« La Fille du batelier », dans les tréfonds de l’horreur

Titre : La Fille du batelier
Auteur : Andy Davidson
Editions : Gallmeister
Date de parution : 2 février 2023
Genre : Thriller

Ce n’est pas Andy Davidson qui dira le contraire : le Bayou représente une source romanesque intarissable. Ses eaux opaques qui regorgent de secrets et ses arbres à l’écorce noueuse qui tressent des ombres sur le lichen en font une terre fertile pour l’imagination. C’est, d’ailleurs, en creusant le sol marécageux de cette contrée de Louisiane que l’écrivain américain déterre l’histoire sordide de Miranda, une jeune fille qui, après la mort de son père, se voit obligée de revendre de la drogue pour un pasteur fou et un flic corrompu. Et pour cause, l’orpheline a des responsabilités. Elle doit s’occuper d’une vieille sorcière et d’un enfant-poisson dont les destins sont liés au sien depuis le soir de la tragédie. Mais quand le nain passeur avec qui elle travaille lui annonce la date d’un dernier convoi, elle sent que celui-ci pourrait bien lui être fatal.

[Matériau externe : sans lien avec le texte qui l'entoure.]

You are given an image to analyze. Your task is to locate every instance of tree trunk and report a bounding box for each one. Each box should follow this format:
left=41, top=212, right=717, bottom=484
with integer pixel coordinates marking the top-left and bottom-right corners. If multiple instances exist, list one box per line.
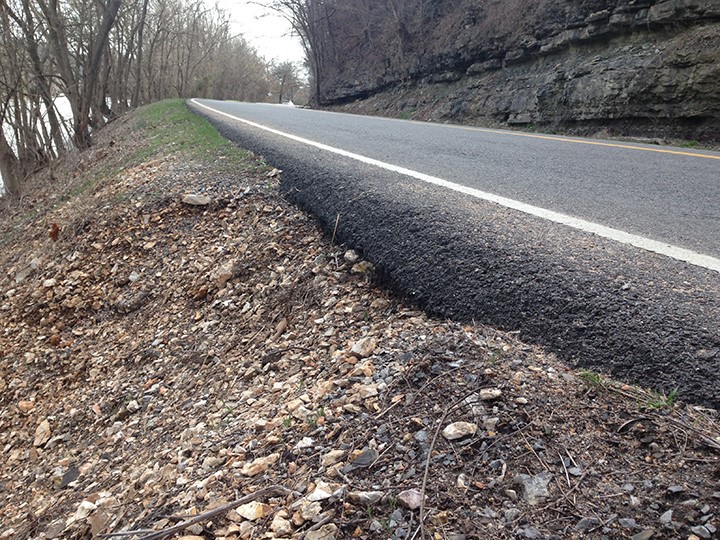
left=0, top=130, right=22, bottom=199
left=76, top=0, right=122, bottom=148
left=131, top=0, right=149, bottom=107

La Fille du batelier porte l’étiquette du thriller horrifique, avec un soupçon de fantastique. C’est d’ailleurs probablement la pénétration très crue du réel – avec cette organisation criminelle au cœur de l’histoire – dans le monde de l’imaginaire qui fait vraiment la force du livre. C’est un parti-pris dont naissent des rencontres improbables notamment entre des esclaves sexuels et des monstres ancestraux. Mais à la lisière de deux univers – entre les eaux troubles du rêve et la tangibilité de la terre ferme – La Fille du batelier est aussi susceptible de dérouter. Son histoire ne séduira probablement pas tous les lecteurs.

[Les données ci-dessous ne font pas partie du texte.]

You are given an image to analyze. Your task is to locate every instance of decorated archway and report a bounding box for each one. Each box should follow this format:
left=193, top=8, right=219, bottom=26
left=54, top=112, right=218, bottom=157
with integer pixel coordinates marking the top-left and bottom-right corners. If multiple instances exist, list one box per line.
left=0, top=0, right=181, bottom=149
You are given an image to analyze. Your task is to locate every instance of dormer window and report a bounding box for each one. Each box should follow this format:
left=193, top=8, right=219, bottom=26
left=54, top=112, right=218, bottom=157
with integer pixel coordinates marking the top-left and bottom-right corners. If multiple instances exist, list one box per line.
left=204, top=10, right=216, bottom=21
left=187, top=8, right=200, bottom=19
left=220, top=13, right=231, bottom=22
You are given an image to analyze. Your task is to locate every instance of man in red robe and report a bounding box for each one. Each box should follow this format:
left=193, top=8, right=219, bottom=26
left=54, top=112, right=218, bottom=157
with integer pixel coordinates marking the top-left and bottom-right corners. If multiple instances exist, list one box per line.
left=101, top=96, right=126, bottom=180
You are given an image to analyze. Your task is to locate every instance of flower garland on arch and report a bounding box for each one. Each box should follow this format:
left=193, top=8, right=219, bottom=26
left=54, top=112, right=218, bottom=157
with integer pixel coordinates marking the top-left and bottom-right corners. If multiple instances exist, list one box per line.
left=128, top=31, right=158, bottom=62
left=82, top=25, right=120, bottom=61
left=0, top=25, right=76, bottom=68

Il faut rendre à César ce qui appartient à César, l’écriture de Davidson est admirable. L’auteur ne manque pas de vocabulaire pour dépeindre ce que la nature de cette région a de plus luxuriant. Il campe ses décors comme s’il s’y était lui-même installé. Il n’est pas en reste non plus quand il s’agit de décrire les diverses manœuvres de navigation, ainsi que tout l’équipement nécessaire au bon batelier. Bref, on y croit carrément. Mais peut-être qu’en comparaison avec la richesse de ses descriptions animales, végétales et même matérielles, ses personnages souffrent un peu de leur manichéisme. Miranda dont il insiste sur la longueur interminable des jambes, fait se retourner tous les hommes. Après tout, pour battre les méchants qui sont vraiment très méchants, le courage et la force ne lui aurait pas suffi. Il fallait aussi qu’elle soit belle.